I know from here there is a who wins type competition with MILs, but you can repeat it all you want either you see him as he is or you don't, he should to the same for you

redundantsoon · 12/02/2023 18:58

It’s weird imo.

YoBeaches · 12/02/2023 19:00

This is his life.

I'm glad it's not just him and mum. Im more supportive of family time all together.

But the reality is they are living at home as children, not as grown adults.

Given the rule was asserted over his ex as well, then no, the mother is far too controlling and it will only get worse.

Get out now.

IWineAndDontDine · 12/02/2023 19:01

You keep saying he "HAS to". Maybe he wants to? Maybe it's their way as a family or making sure in the midst of busy adulthood they all still connect as a family. I'm sure that would involve partners/children when the time comes.

TheShellBeach · 12/02/2023 19:08

Incredibly weird IMO.

Crumpetdisappointment · 12/02/2023 19:10

particularly as he lives at home anyway,
is there a religion in the family @chessfivers

PinkiOcelot · 12/02/2023 19:11

I didn’t think it was weird at first, but the more I read it totally is.
so he can either go out on a Saturday daytime or night, but not both?! WTF? That’s ridiculous.
why is a grown man putting up with this?!
My teen dd would have an issue if I was like this with her.

secretllama · 12/02/2023 19:11

KateStev · 12/02/2023 17:49

If this was a woman saying she spent one night a week with her Mum regularly, no one would think anything of it.

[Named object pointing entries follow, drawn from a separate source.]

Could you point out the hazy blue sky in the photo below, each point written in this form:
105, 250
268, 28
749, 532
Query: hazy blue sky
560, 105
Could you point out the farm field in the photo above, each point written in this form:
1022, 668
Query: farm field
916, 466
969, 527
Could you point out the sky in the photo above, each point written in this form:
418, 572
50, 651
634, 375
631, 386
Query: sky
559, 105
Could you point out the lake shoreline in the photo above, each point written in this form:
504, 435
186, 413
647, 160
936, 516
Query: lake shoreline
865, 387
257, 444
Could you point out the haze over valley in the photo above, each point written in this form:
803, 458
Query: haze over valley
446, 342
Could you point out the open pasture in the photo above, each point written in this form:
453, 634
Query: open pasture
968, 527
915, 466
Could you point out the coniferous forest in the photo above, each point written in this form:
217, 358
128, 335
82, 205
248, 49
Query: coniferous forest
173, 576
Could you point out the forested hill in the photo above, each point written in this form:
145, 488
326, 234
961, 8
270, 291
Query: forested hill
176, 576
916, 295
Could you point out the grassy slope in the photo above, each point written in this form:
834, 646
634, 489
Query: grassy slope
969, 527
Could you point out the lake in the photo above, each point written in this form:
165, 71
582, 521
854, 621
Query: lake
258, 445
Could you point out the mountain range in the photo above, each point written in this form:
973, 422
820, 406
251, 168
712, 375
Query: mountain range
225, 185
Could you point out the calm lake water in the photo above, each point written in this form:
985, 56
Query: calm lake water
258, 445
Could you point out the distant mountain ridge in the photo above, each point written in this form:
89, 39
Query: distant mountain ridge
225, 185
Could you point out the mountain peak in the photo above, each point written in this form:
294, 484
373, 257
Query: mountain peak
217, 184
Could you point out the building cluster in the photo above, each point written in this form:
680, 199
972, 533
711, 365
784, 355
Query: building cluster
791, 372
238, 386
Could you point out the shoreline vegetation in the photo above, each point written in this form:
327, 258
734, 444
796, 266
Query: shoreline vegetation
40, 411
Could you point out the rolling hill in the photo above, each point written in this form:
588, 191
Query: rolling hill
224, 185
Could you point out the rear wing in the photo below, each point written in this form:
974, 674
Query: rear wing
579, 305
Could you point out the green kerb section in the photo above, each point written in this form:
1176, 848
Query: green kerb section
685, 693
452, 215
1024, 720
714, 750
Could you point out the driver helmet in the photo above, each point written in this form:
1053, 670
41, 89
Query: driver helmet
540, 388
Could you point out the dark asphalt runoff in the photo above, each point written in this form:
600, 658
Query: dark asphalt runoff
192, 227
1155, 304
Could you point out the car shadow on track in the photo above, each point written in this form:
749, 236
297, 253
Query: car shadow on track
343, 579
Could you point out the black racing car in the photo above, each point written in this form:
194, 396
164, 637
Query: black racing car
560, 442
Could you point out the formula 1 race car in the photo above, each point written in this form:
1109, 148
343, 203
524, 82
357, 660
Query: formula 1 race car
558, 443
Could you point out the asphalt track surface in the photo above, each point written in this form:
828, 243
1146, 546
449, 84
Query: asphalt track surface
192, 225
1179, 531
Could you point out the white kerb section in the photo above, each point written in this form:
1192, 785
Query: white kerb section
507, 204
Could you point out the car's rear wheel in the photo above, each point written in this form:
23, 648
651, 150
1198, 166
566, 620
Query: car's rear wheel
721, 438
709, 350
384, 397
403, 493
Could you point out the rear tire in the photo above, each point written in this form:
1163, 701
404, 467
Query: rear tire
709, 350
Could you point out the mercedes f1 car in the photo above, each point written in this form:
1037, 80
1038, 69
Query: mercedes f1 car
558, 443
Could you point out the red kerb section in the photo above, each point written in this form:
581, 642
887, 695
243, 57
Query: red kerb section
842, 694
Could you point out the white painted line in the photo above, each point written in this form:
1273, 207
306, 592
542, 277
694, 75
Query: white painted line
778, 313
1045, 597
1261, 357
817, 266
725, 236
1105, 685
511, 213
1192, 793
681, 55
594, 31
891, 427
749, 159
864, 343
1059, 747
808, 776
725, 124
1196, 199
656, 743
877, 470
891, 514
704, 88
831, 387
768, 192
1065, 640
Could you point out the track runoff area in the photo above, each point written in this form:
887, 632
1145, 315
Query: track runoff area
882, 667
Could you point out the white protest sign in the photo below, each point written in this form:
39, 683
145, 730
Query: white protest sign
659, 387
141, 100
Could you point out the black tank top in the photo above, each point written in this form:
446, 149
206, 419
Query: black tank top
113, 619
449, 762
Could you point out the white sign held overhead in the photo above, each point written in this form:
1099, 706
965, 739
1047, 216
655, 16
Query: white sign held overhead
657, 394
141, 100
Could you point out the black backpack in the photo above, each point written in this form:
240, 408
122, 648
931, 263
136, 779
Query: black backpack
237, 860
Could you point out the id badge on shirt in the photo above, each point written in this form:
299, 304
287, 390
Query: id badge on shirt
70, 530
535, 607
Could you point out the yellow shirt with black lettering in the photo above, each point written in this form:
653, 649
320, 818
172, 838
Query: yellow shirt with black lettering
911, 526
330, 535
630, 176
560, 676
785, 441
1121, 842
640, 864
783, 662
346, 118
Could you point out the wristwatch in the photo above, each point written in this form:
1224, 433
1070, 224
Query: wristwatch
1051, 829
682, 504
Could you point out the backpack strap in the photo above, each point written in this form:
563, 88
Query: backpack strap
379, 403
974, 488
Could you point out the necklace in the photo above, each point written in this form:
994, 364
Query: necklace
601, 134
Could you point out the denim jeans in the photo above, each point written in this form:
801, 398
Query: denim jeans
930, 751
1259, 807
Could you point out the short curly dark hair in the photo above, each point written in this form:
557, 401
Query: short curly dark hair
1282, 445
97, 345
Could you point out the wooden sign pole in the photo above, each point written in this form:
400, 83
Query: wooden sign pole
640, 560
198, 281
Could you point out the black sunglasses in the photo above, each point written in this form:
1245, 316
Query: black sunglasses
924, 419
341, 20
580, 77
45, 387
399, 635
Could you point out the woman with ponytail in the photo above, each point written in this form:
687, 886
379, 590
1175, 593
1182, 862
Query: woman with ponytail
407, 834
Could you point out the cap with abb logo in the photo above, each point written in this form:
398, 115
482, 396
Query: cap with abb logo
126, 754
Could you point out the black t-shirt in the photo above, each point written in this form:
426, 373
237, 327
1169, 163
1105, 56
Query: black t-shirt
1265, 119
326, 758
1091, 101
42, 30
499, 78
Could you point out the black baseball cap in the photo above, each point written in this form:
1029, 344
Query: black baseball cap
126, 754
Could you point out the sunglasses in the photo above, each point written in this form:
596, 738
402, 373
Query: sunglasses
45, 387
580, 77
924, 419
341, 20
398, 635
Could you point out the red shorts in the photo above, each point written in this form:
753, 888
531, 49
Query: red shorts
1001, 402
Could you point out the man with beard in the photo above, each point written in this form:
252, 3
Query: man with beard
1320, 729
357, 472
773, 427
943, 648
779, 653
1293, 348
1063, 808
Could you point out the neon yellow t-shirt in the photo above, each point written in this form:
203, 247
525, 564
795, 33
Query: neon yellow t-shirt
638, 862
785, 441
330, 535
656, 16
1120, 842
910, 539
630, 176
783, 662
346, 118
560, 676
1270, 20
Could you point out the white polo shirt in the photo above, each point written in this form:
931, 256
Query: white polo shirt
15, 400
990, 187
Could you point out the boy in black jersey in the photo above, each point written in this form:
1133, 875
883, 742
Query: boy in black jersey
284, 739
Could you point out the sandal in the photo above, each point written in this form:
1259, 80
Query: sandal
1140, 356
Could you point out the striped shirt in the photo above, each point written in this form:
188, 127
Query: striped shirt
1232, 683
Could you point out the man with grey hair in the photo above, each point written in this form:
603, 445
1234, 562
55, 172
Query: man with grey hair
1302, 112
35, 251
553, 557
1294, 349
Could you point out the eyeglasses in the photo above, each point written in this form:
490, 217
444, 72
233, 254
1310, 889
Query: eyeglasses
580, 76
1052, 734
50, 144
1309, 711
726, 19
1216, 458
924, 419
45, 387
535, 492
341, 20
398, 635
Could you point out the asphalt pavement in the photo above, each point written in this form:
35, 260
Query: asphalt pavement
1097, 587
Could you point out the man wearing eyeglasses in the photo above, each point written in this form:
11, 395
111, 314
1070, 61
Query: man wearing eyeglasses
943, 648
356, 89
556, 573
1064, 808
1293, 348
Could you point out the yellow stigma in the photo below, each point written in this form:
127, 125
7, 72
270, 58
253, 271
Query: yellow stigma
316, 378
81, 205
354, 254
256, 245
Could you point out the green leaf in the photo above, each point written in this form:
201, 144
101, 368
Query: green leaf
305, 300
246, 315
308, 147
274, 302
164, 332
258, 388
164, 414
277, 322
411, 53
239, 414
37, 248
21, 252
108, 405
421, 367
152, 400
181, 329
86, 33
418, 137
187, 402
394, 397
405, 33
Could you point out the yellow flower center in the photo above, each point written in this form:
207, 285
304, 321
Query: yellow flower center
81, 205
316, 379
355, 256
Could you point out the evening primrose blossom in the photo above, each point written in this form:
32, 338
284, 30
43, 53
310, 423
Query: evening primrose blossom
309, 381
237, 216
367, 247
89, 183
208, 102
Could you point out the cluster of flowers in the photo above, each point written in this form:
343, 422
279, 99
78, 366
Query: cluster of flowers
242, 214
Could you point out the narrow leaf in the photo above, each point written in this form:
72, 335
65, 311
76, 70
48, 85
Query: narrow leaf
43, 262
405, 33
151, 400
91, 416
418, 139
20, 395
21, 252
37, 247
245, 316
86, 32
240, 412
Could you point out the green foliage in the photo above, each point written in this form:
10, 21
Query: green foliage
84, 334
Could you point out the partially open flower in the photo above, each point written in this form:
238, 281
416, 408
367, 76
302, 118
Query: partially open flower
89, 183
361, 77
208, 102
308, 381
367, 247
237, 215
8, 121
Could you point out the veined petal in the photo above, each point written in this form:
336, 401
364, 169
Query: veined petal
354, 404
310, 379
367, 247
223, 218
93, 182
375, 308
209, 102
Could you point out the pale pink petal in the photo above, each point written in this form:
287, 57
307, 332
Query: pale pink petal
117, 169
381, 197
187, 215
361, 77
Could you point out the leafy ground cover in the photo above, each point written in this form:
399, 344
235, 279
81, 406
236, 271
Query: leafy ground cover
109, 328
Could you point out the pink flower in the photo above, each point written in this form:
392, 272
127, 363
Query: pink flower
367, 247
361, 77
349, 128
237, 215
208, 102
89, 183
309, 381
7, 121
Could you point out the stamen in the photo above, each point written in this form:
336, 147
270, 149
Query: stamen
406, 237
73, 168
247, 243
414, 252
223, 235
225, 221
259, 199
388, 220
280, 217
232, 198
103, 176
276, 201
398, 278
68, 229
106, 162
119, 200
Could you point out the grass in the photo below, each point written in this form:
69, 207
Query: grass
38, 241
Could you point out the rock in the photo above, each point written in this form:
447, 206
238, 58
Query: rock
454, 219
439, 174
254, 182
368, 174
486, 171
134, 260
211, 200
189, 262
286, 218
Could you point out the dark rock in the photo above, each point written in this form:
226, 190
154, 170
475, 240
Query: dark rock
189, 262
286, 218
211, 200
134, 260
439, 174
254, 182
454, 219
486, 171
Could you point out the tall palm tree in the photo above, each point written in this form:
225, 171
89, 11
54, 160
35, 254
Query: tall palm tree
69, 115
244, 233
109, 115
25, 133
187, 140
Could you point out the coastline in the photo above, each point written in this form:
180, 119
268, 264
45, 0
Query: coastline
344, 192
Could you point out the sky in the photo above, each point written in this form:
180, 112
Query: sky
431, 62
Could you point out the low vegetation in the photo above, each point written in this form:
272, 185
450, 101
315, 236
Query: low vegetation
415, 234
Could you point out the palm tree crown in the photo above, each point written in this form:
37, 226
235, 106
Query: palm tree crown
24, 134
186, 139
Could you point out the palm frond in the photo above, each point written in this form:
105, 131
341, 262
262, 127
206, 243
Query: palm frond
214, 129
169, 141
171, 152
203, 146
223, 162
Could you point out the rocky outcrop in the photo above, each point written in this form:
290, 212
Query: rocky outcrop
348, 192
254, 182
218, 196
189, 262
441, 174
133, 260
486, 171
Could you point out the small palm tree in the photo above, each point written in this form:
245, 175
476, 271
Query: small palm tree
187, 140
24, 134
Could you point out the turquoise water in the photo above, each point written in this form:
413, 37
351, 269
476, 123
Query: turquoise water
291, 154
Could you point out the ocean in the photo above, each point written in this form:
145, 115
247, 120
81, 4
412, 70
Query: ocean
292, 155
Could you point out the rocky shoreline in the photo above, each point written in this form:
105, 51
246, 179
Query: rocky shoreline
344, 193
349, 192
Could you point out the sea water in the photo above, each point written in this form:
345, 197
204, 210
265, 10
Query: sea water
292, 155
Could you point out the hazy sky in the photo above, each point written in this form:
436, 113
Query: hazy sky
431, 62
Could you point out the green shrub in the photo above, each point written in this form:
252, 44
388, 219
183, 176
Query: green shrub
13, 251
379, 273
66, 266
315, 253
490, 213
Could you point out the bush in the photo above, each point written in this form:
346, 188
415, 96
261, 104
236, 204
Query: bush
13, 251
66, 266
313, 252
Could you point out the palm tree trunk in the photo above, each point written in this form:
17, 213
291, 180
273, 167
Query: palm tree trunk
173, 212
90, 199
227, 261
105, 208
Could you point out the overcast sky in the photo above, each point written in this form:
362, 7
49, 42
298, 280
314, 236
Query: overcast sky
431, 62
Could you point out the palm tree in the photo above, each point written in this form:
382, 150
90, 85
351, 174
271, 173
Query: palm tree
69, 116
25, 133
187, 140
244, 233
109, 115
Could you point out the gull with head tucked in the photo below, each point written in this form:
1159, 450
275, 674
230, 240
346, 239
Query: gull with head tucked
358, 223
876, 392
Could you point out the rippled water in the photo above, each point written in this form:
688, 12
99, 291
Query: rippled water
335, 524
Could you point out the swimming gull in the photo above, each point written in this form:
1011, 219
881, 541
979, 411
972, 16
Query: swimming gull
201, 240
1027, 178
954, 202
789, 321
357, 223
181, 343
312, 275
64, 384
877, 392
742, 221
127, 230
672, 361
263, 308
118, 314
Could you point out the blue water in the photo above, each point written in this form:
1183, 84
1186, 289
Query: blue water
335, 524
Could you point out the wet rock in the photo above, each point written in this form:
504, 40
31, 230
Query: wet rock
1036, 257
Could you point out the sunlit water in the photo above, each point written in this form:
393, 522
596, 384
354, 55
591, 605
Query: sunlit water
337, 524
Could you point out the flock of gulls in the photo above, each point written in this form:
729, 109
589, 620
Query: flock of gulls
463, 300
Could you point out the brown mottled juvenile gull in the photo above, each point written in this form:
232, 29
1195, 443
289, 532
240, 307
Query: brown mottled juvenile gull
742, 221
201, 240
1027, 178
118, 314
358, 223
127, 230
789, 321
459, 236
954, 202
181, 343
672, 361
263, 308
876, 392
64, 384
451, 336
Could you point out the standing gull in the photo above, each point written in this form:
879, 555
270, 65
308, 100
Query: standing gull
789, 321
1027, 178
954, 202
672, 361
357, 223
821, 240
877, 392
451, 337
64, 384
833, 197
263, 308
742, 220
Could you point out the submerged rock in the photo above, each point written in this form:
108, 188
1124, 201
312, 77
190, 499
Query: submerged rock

I was about to say the exact same thing.

Ionlydrinkondaysendinginy · 12/02/2023 19:12

At the start I thought is was kind off sweet but after reading updates this seems really weird and something that will cause a lot of problems in the future

Thepossibility · 12/02/2023 19:14

I think his mum probably doesn't want to feel like a motel.
If he lives under her roof then it's kind to spend time together.

Thepossibility · 12/02/2023 19:15

I'd be annoyed if he lived with me and wanted to spend every Sunday with his mum though!

Crumpetdisappointment · 12/02/2023 19:16

but every sunday?
that is too needy

LanternGhost · 12/02/2023 19:17

That's a yikes from me.

Xmasbaby11 · 12/02/2023 19:22

Yep that’s weird and controlling. I think it’s time for him to move out. He’s being treated like a child.